180 minutes, voire plus. C’est ce qui sépare la Grèce d’une qualification au Mondial 2018, en Russie. Seul obstacle, de taille : écarter la Croatie de Modric et Mandzukic de sa route, tout en devant composer avec des blessés et des suspendus. Ce qui, on en convient, n’a absolument rien de facile. Mais de voir une sélection au fond du trou quelques mois avant en être à ce stade serait déjà presque une victoire. Parce que cette Grèce-là revient de très très loin.

11 octobre 2015, il y a un peu plus de deux ans. Ce soir-là, la Grèce domine la Hongrie dans un match prolifique (4-3). Le but tardif de Panagiotis Koné, à la 86e, donne la victoire à l’Ethniki Omada. La seule de cette phase de qualifications pour l’Euro 2016 en France, pourtant ouvert à 32 équipes, que la Grèce ne verra pas. Dernière de son groupe, derrière de grandes nations comme les Îles Féroé ou la Finlande qui n’ont absolument pas volé le fait d’être devant une pathétique sélection grecque qu’on ne reconnaît plus. Trois nuls, six défaites : jamais le champion d’Europe 2004 n’a semblé aussi bas. Et pourtant, les joueurs qui composent le groupe sont de qualité. La plupart évoluent dans de grands championnats, certains dans des gros clubs, et le reste dans les grosses écuries du championnat national.
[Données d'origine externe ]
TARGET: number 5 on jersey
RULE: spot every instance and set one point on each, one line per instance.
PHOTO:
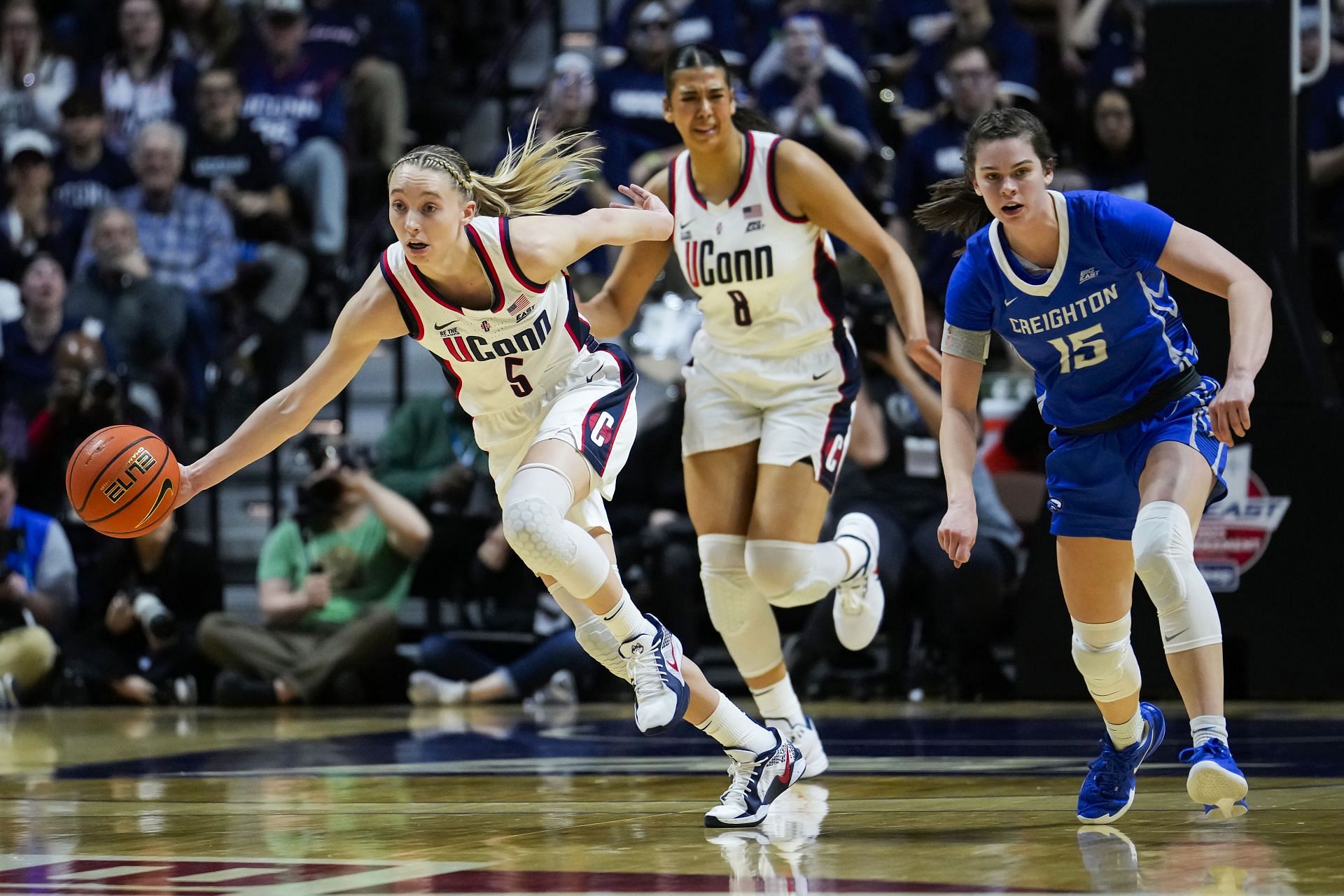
(1081, 349)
La première décision forte arrivera une quinzaine de jours plus tard. Michael Skibbe, entraîneur allemand au CV peu emballant (échecs en Turquie) malgré trois ans passés à Leverkusen, et surtout assez peu connu du grand public, prend les rênes de la sélection. La défiance était de taille, logiquement, après les épisodes calamiteux de Ranieri puis Markarian, responsables en grande partie du naufrage d’un pays habitué des grandes compétitions. Surtout qu’en engageant un technicien allemand, la Fédération allait forcément remettre sur la table la comparaison avec le grand Rehhagel, le seul teuton en odeur de sainteté en Grèce. Mais le natif de Gelsenkirchen a directement fait profil bas. Avant de s’atteler à bien observer la Superleague, histoire de combler ses lacunes (compréhensibles) de la scène locale.
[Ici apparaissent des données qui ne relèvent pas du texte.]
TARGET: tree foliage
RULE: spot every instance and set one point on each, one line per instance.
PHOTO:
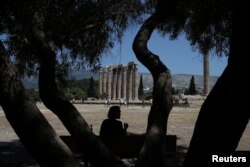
(214, 33)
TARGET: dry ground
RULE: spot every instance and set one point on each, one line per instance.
(181, 123)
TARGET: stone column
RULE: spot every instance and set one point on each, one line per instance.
(124, 82)
(129, 82)
(114, 83)
(109, 81)
(135, 88)
(100, 83)
(119, 81)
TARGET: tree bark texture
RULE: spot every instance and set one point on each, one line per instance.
(32, 128)
(224, 115)
(206, 74)
(91, 146)
(152, 152)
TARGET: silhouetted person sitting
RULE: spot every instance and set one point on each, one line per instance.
(112, 126)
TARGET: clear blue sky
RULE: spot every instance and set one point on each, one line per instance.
(177, 55)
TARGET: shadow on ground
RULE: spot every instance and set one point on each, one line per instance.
(13, 154)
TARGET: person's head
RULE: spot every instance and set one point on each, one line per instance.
(114, 112)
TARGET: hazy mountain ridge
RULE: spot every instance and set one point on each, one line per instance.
(179, 81)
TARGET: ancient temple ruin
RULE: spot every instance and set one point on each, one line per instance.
(118, 82)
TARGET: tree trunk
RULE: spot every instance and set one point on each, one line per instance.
(35, 133)
(224, 115)
(152, 152)
(90, 145)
Septembre 2016, début de la reconquête

Passée cette déception/humiliation/honte (chacun choisira le terme qui correspond le plus à son ressenti), tout ce beau monde s’est remis au travail. Histoire de laver un honneur largement sali, et qui avait fait le tour du monde. Perdre deux fois contre les îles Féroés, qui peut en dire autant ? Hasard du calendrier, c’est à Gibraltar (ou plutôt à Faro, au Portugal), que la Grèce version Skibbe démarre son aventure. En s’imposant 4-1, les coéquipiers de Mitroglou démarrent de la meilleure des manières, dans un groupe où on leur promet une lutte avec la Bosnie pour occuper la 2e place derrière la Belgique.

Mais là où la Grèce étonne, c’est dans sa capacité à enchaîner. À retrouver une certaine régularité. Face à Chypre (2-0), puis en Estonie (0-2, là encore), le collectif semble retrouvé. La défense, aussi, elle qui avait tant souffert face aux redoutables attaquants nord-irlandais ou hongrois quelques mois auparavant. Mais le deuxième événement marquant arrive au sortir de la victoire en Estonie, la troisième en trois journées. Quand tout semble aller pour le mieux, paradoxalement. Le volcanique José Holebas, qui a perdu sa place de titulaire, prend sa retraite internationale.

Souvent raillé pour son manque d’implication, l’Allemand de naissance avait aussi cristallisé ce qu’il n’allait pas : trop d’individualisme, et un certain manque de dépassement de soi une fois la tunique nationale enfilée. Son niveau footballistique n’était pas le problème, puisqu’il s’agit d’un latéral de fort bon niveau. Mais en préférant s’écarter du groupe, il a sans aucun doute rendu un service à tout le monde : à lui, déjà, puisqu’il souffrait de cette situation, et de devoir sans cesse se justifier sur son implication. Au groupe, aussi, qui devait gérer un élément clivant, entre ses partisans et ses détracteurs. Et à Michaël Skibbe, aussi, qui n’aura plus à gérer un joueur très (trop) caractériel pour la mission Russie 2018.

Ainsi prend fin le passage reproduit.